The trio — along with other former low-rate Heisman winners — will occupy a table in the back-right of the ballroom, near the bathrooms and a utility closet, and far from TV cameras that would tarnish the grandeur of the event by showing them or where top-flight Heisman winners would have to interact with them.
“Every year I hope it will be different and every year it’s the same. The loser table,” said 2003 Heisman winner Jason White. “Our meals are served last, too, and they’re usually cold. Look, I know I’m not Barry Sanders or Tony Dorsett or whatever, but a little respect would be nice. I don’t think I can listen to Torretta’s pitch about how I should consider buying more life insurance one more time.”
While White feels disrespected by the seating arrangements, 2001 winner Crouch says he’s just happy to be invited.

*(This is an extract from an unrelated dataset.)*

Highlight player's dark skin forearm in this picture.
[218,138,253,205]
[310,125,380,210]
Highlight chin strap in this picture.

“I always expect that I won’t get an invite in the mail,” said Crouch. “But every year, it comes. They haven’t thrown away my Heisman portrait either. I honestly have nothing bad to say about the Heisman people. If it wasn’t for the Heisman, I’d be completely forgotten by everyone. Last year, Herschel Walker even talked to me. He asked me to hold his coat, but still. It was a moment I won’t soon forget.”
Torretta says he enjoys the high-quality meal, even if it is cold — “it’s better than the Hamburger Helper I eat most nights” — and enjoys catching up with Chris Weinke, Troy Smith and Rashaan Salaam.
“And I hear this year we have a new guy at our table,” said the former Miami quarterback. “Robert Griffin, III! Last year security told us we weren’t even allowed to look at him and now he’s sitting with us! It’s going to be great.”